The construction function performs the following steps:

  1. Set options.

  2. Register learnable parameters or submodules (GCNLayer).

class GCN(GNNBase):
        def __init__(self,
                     num_layers,
                     input_size,
                     hidden_size,
                     output_size,
                     direction_option='bi_sep',
                     feat_drop=0.,
                     gcn_norm='both',
                     weight=True,
                     bias=True,
                     activation=None,
                     allow_zero_in_degree=False,
                     use_edge_weight=False,
                     residual=True):
            super(GCN, self).__init__()
            self.num_layers = num_layers
            self.direction_option = direction_option
            self.gcn_layers = nn.ModuleList()
            assert self.num_layers > 0
            self.use_edge_weight = use_edge_weight

            if isinstance(hidden_size, int):
                hidden_size = [hidden_size] * (self.num_layers - 1)

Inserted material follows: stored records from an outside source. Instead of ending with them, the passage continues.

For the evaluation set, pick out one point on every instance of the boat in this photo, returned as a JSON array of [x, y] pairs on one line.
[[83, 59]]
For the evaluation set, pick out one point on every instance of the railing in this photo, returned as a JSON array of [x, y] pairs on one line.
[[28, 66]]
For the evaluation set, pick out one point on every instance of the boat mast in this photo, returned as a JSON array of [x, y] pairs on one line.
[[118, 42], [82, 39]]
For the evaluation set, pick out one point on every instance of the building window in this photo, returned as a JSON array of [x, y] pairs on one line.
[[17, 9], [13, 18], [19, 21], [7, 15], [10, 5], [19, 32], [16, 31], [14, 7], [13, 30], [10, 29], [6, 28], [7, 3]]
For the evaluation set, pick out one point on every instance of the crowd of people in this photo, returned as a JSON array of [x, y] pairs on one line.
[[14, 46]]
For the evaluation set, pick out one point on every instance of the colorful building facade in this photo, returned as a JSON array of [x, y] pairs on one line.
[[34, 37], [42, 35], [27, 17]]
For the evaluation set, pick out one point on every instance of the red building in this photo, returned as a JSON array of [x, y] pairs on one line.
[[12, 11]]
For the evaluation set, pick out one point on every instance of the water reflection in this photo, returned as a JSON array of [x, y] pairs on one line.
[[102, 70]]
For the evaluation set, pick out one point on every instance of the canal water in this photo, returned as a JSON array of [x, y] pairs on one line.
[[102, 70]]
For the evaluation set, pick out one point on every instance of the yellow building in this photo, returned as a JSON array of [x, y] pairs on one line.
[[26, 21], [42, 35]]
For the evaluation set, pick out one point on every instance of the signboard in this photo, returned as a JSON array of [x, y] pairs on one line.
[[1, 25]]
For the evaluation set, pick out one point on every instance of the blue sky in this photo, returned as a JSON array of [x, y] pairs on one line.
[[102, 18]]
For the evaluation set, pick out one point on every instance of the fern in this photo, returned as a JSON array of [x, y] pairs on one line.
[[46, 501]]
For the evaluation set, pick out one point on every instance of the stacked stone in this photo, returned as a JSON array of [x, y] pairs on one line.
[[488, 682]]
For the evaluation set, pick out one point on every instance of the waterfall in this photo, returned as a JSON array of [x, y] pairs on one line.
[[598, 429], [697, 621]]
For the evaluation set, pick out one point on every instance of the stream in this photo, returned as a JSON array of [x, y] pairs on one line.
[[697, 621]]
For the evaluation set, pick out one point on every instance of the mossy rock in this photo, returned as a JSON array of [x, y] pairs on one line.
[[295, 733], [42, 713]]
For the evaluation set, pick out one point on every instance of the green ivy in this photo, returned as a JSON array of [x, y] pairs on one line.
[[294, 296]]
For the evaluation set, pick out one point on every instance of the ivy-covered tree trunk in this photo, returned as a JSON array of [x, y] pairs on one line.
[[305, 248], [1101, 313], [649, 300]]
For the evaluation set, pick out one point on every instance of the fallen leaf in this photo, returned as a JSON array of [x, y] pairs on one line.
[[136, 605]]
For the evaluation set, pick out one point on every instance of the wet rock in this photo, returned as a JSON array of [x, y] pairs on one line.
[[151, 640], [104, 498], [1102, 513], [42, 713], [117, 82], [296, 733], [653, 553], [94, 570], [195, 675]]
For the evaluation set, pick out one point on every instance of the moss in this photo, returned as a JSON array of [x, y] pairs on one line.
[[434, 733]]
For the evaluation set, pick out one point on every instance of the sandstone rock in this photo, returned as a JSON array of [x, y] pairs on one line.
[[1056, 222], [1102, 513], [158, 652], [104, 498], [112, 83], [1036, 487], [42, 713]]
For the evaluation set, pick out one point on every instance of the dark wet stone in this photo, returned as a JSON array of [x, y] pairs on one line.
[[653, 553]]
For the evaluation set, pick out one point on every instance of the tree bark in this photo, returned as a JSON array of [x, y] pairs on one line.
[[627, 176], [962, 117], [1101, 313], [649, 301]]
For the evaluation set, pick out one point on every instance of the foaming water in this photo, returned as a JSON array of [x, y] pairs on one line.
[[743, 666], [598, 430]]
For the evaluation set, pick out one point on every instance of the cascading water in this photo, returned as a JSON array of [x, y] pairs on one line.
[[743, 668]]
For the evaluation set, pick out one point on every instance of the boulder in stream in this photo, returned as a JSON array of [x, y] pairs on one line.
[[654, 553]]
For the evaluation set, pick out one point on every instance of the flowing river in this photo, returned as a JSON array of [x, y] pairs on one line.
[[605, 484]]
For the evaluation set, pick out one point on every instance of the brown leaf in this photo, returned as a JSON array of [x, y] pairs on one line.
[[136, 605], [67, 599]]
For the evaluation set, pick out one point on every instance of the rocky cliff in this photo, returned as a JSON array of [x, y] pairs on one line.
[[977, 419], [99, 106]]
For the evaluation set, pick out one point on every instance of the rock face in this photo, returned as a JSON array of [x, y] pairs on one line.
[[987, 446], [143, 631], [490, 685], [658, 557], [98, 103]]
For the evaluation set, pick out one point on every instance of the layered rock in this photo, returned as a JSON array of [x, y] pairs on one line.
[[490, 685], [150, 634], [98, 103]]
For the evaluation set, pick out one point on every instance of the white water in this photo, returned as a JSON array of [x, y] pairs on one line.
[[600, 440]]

            if self.num_layers > 1:
                # input projection
                self.gcn_layers.append(GCNLayer(input_size,
                                                hidden_size[0],
                                                direction_option=self.direction_option,
                                                feat_drop=feat_drop,
                                                gcn_norm=gcn_norm,
                                                weight=weight,
                                                bias=bias,
                                                activation=activation,
                                                allow_zero_in_degree=allow_zero_in_degree,
                                                residual=residual))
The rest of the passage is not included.